Why is Lynas so attractive?

Lynas produces rare earths, which are used to make NdFeB permanent magnets.

And these magnets are seeing rising demand from clean energy producers.

“NdFeB magnets are currently used in the drive mechanism for electric vehicles (EVs) and wind turbines, and this is expected to drive a two to three times increase in demand by 2030,” said Crookston in his memo to clients.

“It is estimated that a standard model EV will require around five times the rare earth magnets that a traditional petrol vehicle requires.”

Even though the Wilson portfolio is underweight in mining, the electric vehicle narrative remains the exception.

“We are overweight EV minerals with our weighting at 8% versus the market at 4%,” said Crookston.

“The positive growth outlook of rare earths and other EV minerals is in contrast to the outlook for the traditional ASX miners, such as iron ore, where we expect earnings to fall over the next two to three years.”

Buying opportunity for long-term investors

Of course, like any mining stock, Lynas is vulnerable to commodity prices dropping.

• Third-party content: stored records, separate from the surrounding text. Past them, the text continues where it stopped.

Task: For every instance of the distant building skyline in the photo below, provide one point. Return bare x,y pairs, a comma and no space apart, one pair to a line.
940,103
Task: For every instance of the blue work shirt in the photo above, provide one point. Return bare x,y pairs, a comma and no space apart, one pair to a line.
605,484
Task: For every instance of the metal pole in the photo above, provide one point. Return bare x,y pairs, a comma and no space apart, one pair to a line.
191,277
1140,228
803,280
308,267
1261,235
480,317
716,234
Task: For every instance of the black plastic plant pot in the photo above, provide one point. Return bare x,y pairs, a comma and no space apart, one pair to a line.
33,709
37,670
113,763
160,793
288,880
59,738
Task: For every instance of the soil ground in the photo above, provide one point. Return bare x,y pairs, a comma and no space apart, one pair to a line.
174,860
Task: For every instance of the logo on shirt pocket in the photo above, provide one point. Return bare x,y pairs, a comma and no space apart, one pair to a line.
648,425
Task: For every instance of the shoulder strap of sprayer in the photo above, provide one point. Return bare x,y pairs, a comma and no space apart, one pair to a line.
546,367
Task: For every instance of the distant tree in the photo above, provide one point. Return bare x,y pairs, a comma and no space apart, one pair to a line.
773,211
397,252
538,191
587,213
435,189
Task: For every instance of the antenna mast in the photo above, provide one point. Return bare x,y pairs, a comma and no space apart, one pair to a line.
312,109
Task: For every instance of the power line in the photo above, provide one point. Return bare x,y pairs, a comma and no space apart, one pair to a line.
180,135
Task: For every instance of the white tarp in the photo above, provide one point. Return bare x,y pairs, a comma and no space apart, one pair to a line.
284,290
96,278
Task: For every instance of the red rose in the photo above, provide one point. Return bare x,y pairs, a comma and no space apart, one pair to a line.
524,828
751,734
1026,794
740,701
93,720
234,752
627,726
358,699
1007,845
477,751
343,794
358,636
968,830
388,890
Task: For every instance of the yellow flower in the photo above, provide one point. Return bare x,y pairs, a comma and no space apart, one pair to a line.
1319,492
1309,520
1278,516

Rare earths are no exception to this cyclicality, as they’re also used for more traditional products like home appliances, air conditioning, elevators, and electronics.

But for Crookston’s team, this merely presents an attractive entry point for a long-term investor.

“We think rare earth minerals have an inherent degree of cyclicality to broader macroeconomic conditions in the short-term (much like copper and nickel),” said Crookston.

“However, we believe the shift to renewables and EVs will be a key driver of NdPR demand over the medium-term and this period of soft demand presents an opportunity to buy into weakness.”

Another ace up Lynas’ sleeve is that China currently dominates 60% of the global supply of rare earths and 90% of the refining capacity.

Due to this geopolitical risk, US, European, and Australian governments are supporting domestic rare earths production.

“There is upside risk for rare earth miners that governments help fund growth projects, which would support miners’ cash flows,” Crookston said.

“We have already seen this for Lynas… Lynas received US$150 million for two funding grants from the US government to develop a light and heavy rare earths separation plant in the US.”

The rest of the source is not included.